Research output: ThesisDoctoral Thesis

  • Monica Staniek
Publication date2019
Number of pages400
Awarding Institution
  • Lancaster University
<mark>Original language</mark>English


The leishmaniases are a complex of parasitic diseases which cause
approximately 30,000 deaths annually. In Brazil, leishmaniasis is a significant burden (Bezerra et al., 2018). Dogs are the main reservoir host for Leishmania (Le.) infantum parasites and are the source of infection for the human population. Le. infantum is transmitted to people via the bite of an infected Lutzomyia (Lu.) longipalpis sandfly. To disrupt this transmission cycle, it is important to identify Leishmania infected dogs and remove them from the population. However, current diagnostic methods are complex, can be inaccurate and therefore limit effective reservoir control.
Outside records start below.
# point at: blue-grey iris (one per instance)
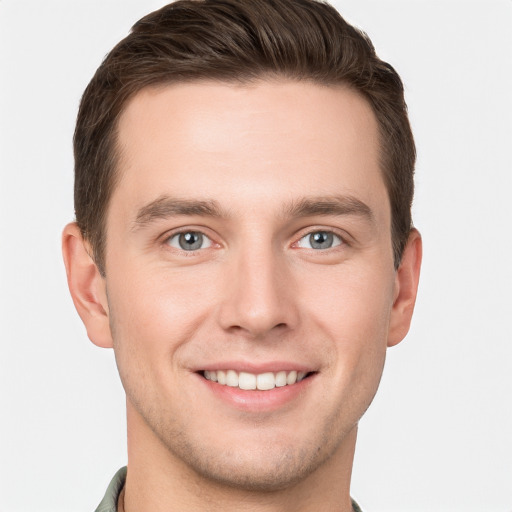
(321, 240)
(190, 241)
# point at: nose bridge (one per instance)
(257, 298)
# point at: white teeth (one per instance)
(246, 381)
(280, 379)
(250, 381)
(291, 378)
(232, 378)
(221, 377)
(265, 381)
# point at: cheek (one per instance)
(158, 310)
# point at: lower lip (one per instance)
(256, 400)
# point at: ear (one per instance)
(406, 287)
(87, 286)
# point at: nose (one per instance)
(258, 295)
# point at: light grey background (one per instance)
(438, 436)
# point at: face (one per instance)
(249, 275)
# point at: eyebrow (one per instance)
(330, 205)
(165, 207)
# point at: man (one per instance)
(243, 241)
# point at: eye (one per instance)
(189, 241)
(320, 240)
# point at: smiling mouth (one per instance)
(250, 381)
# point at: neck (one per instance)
(160, 482)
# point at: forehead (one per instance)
(275, 139)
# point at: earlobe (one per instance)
(406, 287)
(87, 286)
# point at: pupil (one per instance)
(190, 241)
(321, 240)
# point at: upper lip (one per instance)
(257, 368)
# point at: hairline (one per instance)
(244, 79)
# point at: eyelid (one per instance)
(205, 232)
(343, 237)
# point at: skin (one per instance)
(255, 294)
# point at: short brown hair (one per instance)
(237, 41)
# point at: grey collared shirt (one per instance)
(109, 501)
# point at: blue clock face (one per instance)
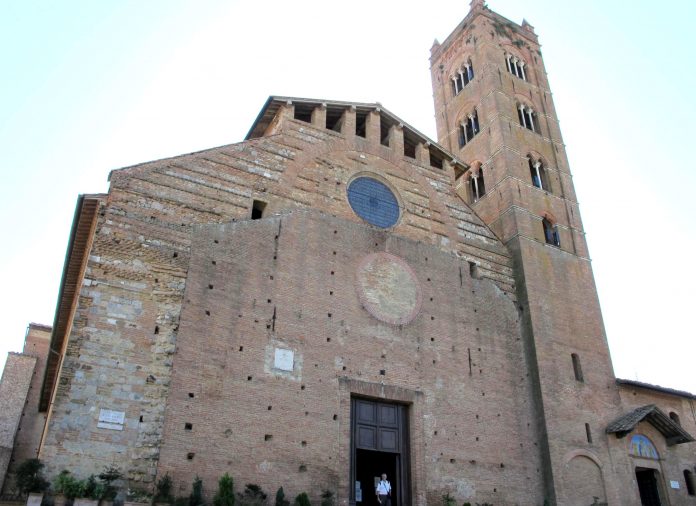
(374, 202)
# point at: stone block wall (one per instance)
(14, 388)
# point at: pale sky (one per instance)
(88, 87)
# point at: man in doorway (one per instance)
(384, 491)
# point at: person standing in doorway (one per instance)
(384, 491)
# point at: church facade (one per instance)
(339, 296)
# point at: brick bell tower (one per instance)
(494, 110)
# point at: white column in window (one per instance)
(523, 115)
(530, 112)
(537, 165)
The aim of this study was to determine whether Leishmania infantum
infected dogs could be discriminated from uninfected dogs using three different methodologies; a VOC Analyser, behavioural bioassay and gas chromatography mass spectrometry (GC/MS). Previous studies have shown that animals (e.g. dogs, hamsters) infected with Leishmania parasites produce odours that are different to those produced by uninfected animals (De Oliveira et al., 2008; Magalhães-Júnior et al., 2014b). In this study the VOC analyser demonstrated the ability to reliably discriminate between Leishmania infected and uninfected dogs, with high sensitivity (97-100%) and specificity (95-100%). The accuracy demonstrated of this diagnostic is an improvement on the current in-field DPP test used for cVL diagnosis, with a sensitivity of 75-89% and specificity of 56-70% having been recently reported (Figueiredo et al., 2018). This result suggests the potential for this approach for the rapid, non-invasive POC diagnosis of dogs infected with leishmaniasis. Studies on the behavioural response of male and female to the odour of infected and uninfected dogs showed that female Lu. longipalpis were significantly more attracted to infected odour whereas males were not. This result may suggest that Leishmania could be manipulating canine host odour in order to aid its own transmission. Increased attractiveness of infected dog odour suggests the potential of whole dog odour baited traps as a novel vector control methodology. Further GC/MS analysis confirmed the differences observed between the odour profiles of infected and uninfected dogs through both the VOC Analyser and behavioural bioassays. This analysis also allowed for the identification of the chemical structure and composition
of compounds present in infected dogs which have the potential to not only enhance the VOC Analyser as a cVL specific diagnostic, but also could be investigated as artificial compounds for odour baited sandfly traps.